Austin pegou na bolsa uma manta e cobriu o peito, depois se aproximou e pegou o pequeno no braço.
—Shh não chore mais, o papai pegou você.
Ele o balança e como num passe de mágica o pequeno se calou. Austin olhou para Ally e sorriu.
—Com certeza ele é seu filho.
Alguém bate na porta quando Austin ainda ninava o pequeno e Ally assistia tudo calada.
—Oi Ally.- disse Lester entrando.- Ele é lindo. Eu posso pegar?
—Se Austin deixar.- falou Ally sorrindo.
—Tudo bem, só um pouco.
Lester pegou a criança no colo, mas o pequeno abriu o berreiro. O homem de cabelos grisalhos sorriu.
—Acho que o garotão quer o papai mesmo.- falou Lester o entregando a Austin.- Penny trocou o exame.

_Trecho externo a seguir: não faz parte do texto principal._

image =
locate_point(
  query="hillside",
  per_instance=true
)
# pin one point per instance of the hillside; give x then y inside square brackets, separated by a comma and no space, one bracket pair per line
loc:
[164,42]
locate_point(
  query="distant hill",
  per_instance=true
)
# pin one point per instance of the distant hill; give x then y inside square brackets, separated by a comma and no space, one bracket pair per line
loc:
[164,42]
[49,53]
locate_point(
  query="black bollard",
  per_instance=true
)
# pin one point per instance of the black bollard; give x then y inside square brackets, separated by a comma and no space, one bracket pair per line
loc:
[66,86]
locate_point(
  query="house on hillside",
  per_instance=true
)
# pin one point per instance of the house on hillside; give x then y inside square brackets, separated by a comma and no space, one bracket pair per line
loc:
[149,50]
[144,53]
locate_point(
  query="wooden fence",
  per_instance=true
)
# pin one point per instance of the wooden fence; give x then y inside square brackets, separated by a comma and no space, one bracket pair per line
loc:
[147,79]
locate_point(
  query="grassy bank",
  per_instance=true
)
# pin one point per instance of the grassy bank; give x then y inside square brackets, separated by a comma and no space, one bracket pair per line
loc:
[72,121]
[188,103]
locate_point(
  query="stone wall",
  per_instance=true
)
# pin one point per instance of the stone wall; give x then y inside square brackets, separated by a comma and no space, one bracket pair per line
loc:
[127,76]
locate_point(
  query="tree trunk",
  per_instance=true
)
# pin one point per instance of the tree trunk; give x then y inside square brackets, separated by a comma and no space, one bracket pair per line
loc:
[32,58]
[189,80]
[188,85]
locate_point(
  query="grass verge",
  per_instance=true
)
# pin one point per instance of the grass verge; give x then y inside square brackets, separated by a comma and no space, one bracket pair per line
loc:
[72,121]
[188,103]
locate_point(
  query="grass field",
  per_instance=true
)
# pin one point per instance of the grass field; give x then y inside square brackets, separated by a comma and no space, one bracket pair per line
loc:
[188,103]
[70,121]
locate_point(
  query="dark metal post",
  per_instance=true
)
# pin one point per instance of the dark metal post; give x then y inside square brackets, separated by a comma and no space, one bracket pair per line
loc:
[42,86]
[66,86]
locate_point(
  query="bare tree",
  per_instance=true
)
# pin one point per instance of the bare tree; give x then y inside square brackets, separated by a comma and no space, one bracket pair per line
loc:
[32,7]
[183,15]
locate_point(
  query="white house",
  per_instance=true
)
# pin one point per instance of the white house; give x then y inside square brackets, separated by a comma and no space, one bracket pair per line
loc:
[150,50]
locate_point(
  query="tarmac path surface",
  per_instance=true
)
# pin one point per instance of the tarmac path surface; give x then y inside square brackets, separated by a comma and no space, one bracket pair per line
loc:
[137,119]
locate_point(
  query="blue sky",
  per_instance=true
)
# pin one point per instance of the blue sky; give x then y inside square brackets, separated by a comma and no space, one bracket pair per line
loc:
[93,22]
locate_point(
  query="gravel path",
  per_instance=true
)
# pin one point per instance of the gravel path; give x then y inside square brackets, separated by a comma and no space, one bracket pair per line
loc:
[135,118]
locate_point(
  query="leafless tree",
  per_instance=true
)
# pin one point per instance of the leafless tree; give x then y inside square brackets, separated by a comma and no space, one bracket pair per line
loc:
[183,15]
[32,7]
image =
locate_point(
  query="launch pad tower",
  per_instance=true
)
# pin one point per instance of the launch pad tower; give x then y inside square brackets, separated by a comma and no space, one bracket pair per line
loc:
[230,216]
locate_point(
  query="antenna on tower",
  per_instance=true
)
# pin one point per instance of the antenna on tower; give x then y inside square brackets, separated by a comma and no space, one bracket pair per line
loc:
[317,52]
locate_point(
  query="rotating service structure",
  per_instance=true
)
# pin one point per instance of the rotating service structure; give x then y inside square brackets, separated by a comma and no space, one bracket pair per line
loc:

—Mas por quê ela faria isso?- perguntou Ally chateada.
—Você não é filha dela.
—O que?
—Eu peço que me perdoe filha. Deveria ter te contado antes. Quando eu estava casado com a sua mãe conheci uma mulher a...
—Susan?
—Você a conhece?
—Cathy e eu descobrimos seu caso com ela, mas não falamos nada porque mamãe já havia ficado com o Richard.
—Pois bem, Susan era nova demais quando eu a conheci. Ela era recepcionista da loja, era novinha, tinha apenas dezessete anos, enquanto eu tinha vinte e cinco. Sua mãe havia acabado de ter Clary quando me envolvi com Susan. Penny sempre foi uma mulher insuportável que engravidou para me segurar. Um ano depois Susan engravidou e eu não deixei que ela tirasse. Os pais dela exigiram que ela a colocasse na adoção assim que nascesse, mas então eu contei a Penny e peguei você para mim.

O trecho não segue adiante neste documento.